Cristian Alegra y Silvia Araceli brindaron una entrevista extensa en vivo donde denunciaron que la cooperativa envió una nota intimidatoria tras hacerse público el reclamo. Los trabajadores insisten en que asisten pero no realizan tareas. Realizaron una marcha en la plaza céntrica de 28 de Noviembre.

La tensión escala en la cooperativa Sur Patagonia. Tras la viralización del reclamo salarial en redes sociales, la directiva de la cooperativa envió una nota que los trabajadores califican de «amenazante». Simultáneamente, Cristian Alegra y Silvia Araceli realizaron una asamblea en la plaza «Martin Miguel de Güemes» para ampliar la adhesión a la retención de servicio.
La directiva de Sur Patagonia (integrada por Belén Gutiérrez, presidenta; Fabián Procop, tesorero; y Carla Trejo, secretaria) emitió un comunicado donde dice estar «en acuerdo con el reclamo» pero «en desacuerdo con las medidas de fuerza». Sin embargo, la letra chica es contundente: «Se descontarán los días de los asociados que realicen retención de servicios» y «se podrá no renovar el contrato».
«La nota es una amenaza clara», sentenció Cristian, explicando que muchos compañeros le tienen miedo a la represalia. «Hay gente que tiene una compañera que paga 500 mil pesos de alquiler con un sueldo de 512 mil. ¿Cómo puede perder un día de trabajo? Por eso el miedo está generando divisiones».
Durante la entrevista, Cristian desglosó el presupuesto de un cooperativista: cobran 512 mil pesos, de los cuales deben descontar entre 75 mil y 134 mil pesos de monotributo para tener obra social. Luego vienen alquileres que superan los 300 mil pesos. «¿Qué sobra? Casi nada. Hay compañeros que solo trabajan para tener un techo», lamentó.

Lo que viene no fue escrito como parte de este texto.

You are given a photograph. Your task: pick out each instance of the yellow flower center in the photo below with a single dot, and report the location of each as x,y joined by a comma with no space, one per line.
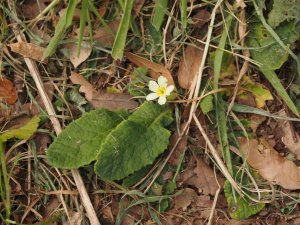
161,91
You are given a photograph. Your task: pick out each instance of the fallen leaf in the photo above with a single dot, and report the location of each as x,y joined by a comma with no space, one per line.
201,18
29,50
85,52
112,101
8,92
189,66
32,8
155,69
270,164
107,215
180,148
75,218
106,37
31,108
200,176
183,200
288,136
260,92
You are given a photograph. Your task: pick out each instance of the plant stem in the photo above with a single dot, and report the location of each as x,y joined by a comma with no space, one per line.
6,195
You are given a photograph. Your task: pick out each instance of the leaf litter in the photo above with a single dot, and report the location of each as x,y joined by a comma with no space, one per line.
185,191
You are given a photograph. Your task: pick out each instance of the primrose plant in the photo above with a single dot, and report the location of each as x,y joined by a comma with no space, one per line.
160,90
120,143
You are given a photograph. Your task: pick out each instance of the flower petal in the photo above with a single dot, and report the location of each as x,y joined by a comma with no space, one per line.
169,89
153,86
151,96
162,81
162,100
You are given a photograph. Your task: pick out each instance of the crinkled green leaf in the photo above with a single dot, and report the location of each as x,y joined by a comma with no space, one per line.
264,48
23,132
79,142
206,105
135,143
284,10
240,208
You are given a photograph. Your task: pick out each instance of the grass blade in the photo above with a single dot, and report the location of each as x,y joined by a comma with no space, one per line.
274,80
159,13
183,9
120,40
64,22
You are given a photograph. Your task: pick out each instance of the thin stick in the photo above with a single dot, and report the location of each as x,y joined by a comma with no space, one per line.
216,156
85,199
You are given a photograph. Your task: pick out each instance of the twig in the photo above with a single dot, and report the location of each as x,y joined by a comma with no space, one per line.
57,127
216,156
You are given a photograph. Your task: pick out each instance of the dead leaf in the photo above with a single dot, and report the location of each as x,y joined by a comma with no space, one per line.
85,52
201,18
75,218
183,200
31,108
200,176
288,136
189,66
29,50
112,101
106,37
32,8
107,215
181,146
138,6
8,92
270,164
155,69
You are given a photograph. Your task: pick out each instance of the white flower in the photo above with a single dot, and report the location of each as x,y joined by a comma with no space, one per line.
160,90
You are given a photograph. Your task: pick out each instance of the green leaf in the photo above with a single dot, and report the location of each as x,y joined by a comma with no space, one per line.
284,10
135,143
264,48
78,143
64,22
274,80
240,208
120,39
23,132
206,105
159,13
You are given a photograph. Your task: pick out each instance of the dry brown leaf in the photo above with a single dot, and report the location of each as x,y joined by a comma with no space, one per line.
180,148
85,52
75,219
104,36
29,50
201,18
32,8
155,69
31,108
97,99
8,92
189,66
183,200
270,164
200,176
288,136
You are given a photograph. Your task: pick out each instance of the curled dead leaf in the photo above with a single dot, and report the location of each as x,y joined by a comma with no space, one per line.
189,66
29,50
290,139
270,164
8,92
200,176
155,69
112,101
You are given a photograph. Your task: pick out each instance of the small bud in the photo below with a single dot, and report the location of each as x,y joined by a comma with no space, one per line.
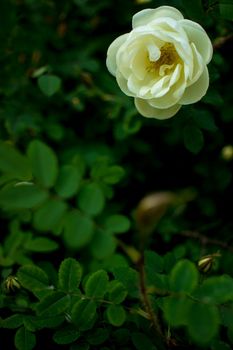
151,209
11,283
205,264
227,152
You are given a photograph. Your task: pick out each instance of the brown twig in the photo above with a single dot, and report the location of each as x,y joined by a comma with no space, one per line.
206,240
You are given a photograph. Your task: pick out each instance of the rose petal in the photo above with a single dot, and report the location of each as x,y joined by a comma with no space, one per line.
196,91
198,36
145,16
123,84
112,51
148,111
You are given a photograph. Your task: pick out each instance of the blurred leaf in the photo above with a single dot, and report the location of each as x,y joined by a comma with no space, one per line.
193,139
220,345
153,263
129,278
44,163
24,340
183,277
33,278
194,9
66,335
13,163
117,223
12,322
202,322
204,120
49,214
226,10
41,244
21,196
116,292
96,284
91,199
49,84
78,230
98,336
141,341
116,315
83,314
103,244
69,275
53,304
217,289
176,310
68,181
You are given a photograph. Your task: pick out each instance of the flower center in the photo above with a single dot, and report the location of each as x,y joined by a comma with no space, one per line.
168,58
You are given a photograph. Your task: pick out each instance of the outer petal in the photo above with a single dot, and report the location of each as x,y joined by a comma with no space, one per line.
198,36
147,111
112,51
145,16
196,91
123,84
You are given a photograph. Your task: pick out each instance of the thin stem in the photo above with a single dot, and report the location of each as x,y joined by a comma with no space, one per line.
145,299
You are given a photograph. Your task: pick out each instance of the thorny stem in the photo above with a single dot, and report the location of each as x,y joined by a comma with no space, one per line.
206,240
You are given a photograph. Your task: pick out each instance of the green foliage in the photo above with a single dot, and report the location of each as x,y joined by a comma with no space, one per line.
76,159
49,84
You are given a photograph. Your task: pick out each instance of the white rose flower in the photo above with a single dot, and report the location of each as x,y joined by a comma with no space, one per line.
161,62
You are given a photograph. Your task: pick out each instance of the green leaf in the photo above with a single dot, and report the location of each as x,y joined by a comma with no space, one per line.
98,336
204,120
33,278
49,84
130,279
194,9
13,321
176,310
14,163
66,335
103,244
203,322
69,275
68,181
83,314
142,342
217,289
91,199
153,263
78,230
110,175
43,162
226,11
220,345
41,244
96,284
53,304
226,312
113,175
49,214
116,315
183,277
116,292
40,322
24,340
117,223
193,138
21,196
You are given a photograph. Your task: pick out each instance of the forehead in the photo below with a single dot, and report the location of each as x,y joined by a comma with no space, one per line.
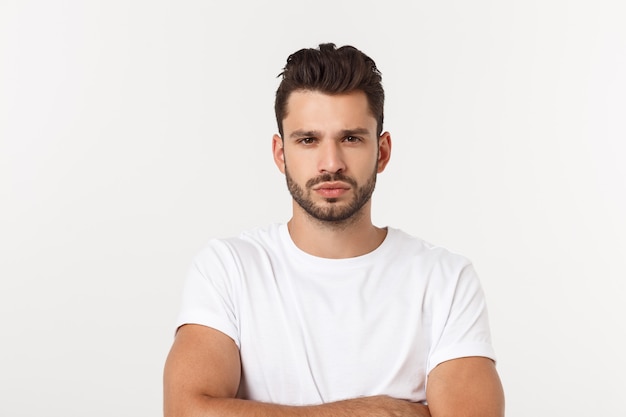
316,110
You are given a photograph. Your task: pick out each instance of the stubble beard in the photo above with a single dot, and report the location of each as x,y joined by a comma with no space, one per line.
332,213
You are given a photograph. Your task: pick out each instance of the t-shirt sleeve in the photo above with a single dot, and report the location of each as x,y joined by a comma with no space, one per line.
207,293
462,329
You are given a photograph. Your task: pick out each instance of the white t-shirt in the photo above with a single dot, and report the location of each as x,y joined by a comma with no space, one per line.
313,330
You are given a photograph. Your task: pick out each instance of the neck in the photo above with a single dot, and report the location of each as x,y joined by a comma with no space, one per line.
353,237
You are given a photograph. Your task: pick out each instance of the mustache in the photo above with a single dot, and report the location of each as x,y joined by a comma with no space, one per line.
330,178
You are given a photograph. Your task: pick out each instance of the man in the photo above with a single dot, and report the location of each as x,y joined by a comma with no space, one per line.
329,315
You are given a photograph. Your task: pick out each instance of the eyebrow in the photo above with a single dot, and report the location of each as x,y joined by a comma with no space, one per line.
315,133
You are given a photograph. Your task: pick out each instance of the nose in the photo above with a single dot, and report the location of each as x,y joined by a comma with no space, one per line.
331,158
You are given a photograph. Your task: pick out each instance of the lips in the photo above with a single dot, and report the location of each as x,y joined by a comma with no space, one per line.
332,186
331,189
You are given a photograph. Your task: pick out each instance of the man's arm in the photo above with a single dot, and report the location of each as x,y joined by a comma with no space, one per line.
465,387
202,375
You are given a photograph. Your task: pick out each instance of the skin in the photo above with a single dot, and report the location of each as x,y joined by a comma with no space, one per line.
324,136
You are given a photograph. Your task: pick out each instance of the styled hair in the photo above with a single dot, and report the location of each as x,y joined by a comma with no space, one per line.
331,70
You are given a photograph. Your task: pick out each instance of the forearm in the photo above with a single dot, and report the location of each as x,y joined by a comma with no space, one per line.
378,406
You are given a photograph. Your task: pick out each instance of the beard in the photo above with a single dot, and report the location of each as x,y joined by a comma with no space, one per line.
332,212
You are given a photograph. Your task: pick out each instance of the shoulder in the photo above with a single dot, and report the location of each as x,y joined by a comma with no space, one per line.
249,245
405,245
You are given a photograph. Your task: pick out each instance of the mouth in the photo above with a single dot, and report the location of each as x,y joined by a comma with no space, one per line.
331,189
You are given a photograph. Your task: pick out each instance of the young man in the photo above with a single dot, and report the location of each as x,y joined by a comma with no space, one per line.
329,315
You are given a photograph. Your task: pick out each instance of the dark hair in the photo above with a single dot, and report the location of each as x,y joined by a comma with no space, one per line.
331,70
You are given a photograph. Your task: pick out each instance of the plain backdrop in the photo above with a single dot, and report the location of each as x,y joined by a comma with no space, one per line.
131,132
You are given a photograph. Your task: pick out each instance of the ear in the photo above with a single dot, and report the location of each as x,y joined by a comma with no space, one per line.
278,152
384,151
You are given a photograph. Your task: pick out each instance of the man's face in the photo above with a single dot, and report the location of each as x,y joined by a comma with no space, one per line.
330,153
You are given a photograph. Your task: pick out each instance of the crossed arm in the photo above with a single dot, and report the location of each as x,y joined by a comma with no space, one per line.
203,369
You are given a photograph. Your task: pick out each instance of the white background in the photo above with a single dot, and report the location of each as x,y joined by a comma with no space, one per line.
133,131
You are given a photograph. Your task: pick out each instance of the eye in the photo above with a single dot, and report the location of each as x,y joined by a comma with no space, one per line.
307,141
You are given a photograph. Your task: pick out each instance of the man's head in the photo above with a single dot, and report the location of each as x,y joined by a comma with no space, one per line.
331,70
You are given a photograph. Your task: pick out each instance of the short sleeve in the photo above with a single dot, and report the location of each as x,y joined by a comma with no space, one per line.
463,324
207,297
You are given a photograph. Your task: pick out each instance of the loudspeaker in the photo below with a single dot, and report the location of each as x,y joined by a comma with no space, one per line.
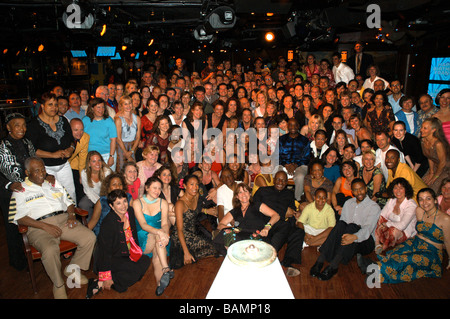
289,29
220,19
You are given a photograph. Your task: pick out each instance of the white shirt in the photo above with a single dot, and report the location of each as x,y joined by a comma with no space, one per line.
37,201
368,84
93,193
380,156
225,198
343,73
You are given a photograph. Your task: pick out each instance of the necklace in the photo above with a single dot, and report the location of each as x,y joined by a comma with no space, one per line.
244,210
149,201
428,216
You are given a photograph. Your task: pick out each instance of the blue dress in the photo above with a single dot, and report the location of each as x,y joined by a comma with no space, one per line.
415,258
153,221
105,210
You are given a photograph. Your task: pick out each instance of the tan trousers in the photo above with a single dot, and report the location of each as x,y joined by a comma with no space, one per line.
48,246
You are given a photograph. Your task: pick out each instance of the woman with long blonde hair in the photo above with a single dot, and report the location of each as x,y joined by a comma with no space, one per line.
437,149
92,177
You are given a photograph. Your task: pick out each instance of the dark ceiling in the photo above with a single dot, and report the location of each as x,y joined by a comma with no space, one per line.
306,24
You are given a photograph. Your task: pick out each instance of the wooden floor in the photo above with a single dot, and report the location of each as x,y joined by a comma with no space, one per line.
193,282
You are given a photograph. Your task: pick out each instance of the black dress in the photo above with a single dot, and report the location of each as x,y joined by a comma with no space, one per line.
112,253
44,138
198,244
411,146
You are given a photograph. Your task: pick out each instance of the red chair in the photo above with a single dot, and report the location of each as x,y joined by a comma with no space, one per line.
32,254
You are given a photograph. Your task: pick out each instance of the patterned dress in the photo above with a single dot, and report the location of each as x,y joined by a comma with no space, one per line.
199,246
380,200
415,258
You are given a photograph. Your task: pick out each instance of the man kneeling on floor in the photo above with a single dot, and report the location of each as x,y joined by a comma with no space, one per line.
353,233
49,213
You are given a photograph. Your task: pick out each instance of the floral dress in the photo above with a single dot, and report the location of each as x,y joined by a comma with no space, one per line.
415,258
199,246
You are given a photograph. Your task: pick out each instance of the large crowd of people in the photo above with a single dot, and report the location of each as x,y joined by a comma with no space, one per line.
359,167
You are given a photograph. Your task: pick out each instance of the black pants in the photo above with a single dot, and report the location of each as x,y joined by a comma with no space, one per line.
332,245
125,272
285,232
14,241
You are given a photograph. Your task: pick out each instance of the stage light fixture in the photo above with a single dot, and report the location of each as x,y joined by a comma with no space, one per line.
269,36
102,33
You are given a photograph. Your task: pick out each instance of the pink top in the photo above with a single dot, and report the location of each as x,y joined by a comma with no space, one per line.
446,128
440,197
406,220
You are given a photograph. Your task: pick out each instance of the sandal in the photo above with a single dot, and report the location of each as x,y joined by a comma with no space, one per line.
164,281
378,249
92,285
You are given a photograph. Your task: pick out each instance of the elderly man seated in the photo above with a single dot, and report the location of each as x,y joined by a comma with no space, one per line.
49,213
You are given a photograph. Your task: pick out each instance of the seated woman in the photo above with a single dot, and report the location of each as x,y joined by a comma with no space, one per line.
315,123
331,165
148,165
170,191
101,207
398,217
265,177
249,217
313,181
411,148
437,149
317,219
444,197
374,178
119,262
342,189
130,172
239,173
405,262
225,193
209,178
92,177
159,136
340,142
153,231
187,244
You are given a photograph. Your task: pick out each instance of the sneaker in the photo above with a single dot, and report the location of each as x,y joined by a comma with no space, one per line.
163,283
83,278
59,292
292,272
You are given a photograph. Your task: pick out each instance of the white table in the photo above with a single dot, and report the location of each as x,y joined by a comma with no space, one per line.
237,282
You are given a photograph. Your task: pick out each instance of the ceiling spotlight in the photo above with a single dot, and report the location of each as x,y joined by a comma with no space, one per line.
269,36
102,33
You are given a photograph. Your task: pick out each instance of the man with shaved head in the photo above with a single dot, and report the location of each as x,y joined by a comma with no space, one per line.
282,200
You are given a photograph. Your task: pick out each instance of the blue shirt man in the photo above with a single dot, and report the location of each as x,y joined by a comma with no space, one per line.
295,154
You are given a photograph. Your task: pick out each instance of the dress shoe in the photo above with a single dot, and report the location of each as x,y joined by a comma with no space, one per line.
292,272
59,292
163,283
286,262
83,278
363,263
315,270
328,273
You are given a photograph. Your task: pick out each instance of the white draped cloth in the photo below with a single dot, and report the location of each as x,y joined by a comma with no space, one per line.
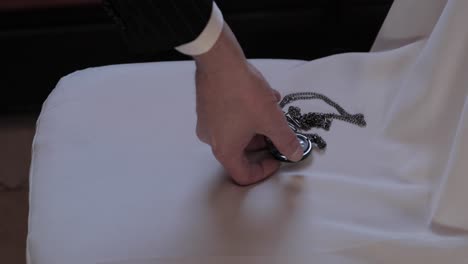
108,186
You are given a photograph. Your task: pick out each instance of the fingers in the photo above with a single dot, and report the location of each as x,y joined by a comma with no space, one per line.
246,172
245,167
257,143
278,131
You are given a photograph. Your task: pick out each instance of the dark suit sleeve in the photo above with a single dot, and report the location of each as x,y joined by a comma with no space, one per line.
156,25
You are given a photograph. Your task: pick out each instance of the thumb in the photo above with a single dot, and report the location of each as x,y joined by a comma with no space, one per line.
282,136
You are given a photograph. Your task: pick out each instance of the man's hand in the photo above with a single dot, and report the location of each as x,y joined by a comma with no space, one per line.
236,107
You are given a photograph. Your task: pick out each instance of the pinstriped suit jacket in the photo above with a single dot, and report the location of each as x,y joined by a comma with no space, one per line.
156,25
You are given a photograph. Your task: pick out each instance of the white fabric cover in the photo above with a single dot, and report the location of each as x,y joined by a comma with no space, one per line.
118,176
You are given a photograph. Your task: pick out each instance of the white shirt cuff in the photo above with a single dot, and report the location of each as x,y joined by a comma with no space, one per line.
206,40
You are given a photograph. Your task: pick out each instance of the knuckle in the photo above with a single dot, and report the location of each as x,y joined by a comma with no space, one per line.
221,153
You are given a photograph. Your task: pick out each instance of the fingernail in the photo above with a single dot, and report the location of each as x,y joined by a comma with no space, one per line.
297,155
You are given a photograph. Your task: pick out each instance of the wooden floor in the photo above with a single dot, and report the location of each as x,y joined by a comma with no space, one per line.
15,151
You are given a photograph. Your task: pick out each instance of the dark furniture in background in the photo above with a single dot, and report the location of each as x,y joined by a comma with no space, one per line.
43,40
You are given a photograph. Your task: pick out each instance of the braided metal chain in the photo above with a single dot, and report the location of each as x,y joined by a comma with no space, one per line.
318,120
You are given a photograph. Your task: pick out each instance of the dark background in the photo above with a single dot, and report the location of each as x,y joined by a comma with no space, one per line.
43,40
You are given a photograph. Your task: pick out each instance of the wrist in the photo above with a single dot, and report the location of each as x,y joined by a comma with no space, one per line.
225,55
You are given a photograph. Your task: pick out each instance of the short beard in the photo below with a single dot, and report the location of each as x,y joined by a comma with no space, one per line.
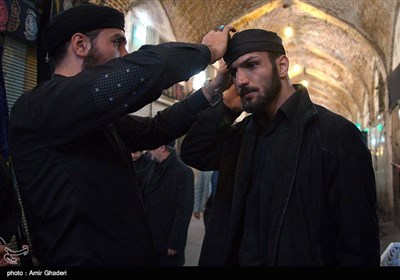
92,59
272,89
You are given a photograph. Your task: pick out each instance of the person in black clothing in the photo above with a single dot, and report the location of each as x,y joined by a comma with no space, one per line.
10,210
168,196
71,136
296,186
210,200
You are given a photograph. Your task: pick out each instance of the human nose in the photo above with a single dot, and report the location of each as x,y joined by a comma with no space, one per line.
124,52
241,79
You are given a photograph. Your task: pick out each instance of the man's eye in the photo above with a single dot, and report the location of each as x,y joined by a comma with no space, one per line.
116,43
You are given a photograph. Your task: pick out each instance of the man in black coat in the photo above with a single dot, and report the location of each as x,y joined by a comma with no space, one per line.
168,195
296,185
70,136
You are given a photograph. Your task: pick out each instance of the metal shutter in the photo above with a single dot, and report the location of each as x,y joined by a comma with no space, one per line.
19,68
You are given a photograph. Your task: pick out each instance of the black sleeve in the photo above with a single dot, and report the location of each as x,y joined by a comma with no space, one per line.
68,107
9,206
203,145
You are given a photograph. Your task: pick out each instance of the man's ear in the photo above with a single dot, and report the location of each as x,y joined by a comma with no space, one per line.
282,63
80,44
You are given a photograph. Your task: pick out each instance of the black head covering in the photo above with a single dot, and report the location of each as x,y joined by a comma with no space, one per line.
171,144
81,18
252,40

La retención comenzó ayer en la EIPE de 28 de Noviembre. Silvia Araceli informó que también hay participación de trabajadores de la Escuela Nº67. En Rospentek todavía está en discusión si se suman.
Durante la charla, surgió la posibilidad de que los trabajadores formen su propia cooperativa local. Alegra reconoció que ya en la EIPE se intentó hace tiempo, pero «se frenó». No obstante, aclaró que enfrentan un dilema: «Podemos formar nuestra cooperativa, pero si el Consejo Provincial de Educación no nos da el contrato, ¿de qué sirve? El gobierno tiene que estar de acuerdo».
Esta reflexión abre un debate más profundo: mientras el Ministerio de Desarrollo Social promueve las cooperativas como herramienta de trabajo, los trabajadores piden que se «blanquee» su laburo con los beneficios de un empleado estatal.
Cristian remarcó un dato importante: los contratos actuales vencieron el 30 de abril y aún no se han firmado nuevos. «No tenemos un contrato de por medio. Así que no estamos incumpliendo nada. El contrato es entre el Consejo Provincial de Educación y la cooperativa, no con nosotros como individuos».
«Pedimos a toda la comunidad que nos apoye. Es un reclamo justo. Nosotros hacemos la retención, estamos en el lugar de trabajo, pero las tareas de limpieza y ordenanza no las realizamos hasta que nos suban el sueldo». Cerro el cooperativista.